What makes SWAT teams so different are their unique situations. Full-time teams are fewer and located mostly in major cities and some states and counties. The vast majority of teams are part-time, ranging from urban and suburban, to rural, to federal law enforcement agencies. A growing trend is to have regional multi-agency SWAT teams, combining resources, equipment, and manpower that individual agencies would otherwise be unable to afford.
Check any state, province, county, city, or village in the U.S. and Canada, and you'll find a wide-ranging number of SWAT teams. You'll also find an equal number of different concepts for the simple reason that each jurisdiction has its own unique politics, geography, mentality, traditions, administrators, attitudes, and so on. All of which make one team very different from the team next to it.
And within this paradigm, seemingly minor changes can, and do, often produce major shockwaves in many teams.
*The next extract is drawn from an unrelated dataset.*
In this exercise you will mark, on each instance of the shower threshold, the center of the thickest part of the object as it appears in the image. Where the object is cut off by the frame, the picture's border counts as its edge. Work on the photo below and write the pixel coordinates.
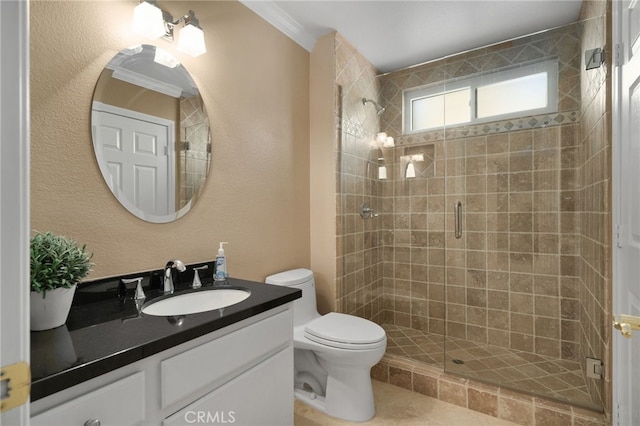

All it takes is a single "bad incident," a change in department or team leadership, or a national incident or societal trend to influence a team's concept and/or direction.
Back to LAPD, as the creator of SWAT, what happens to or within LAPD will very likely have a ripple effect that reaches far beyond LAPD. It's guaranteed that there are many law enforcement administrators who watch the events in Los Angeles very closely, with an eye on how they might impact their own teams.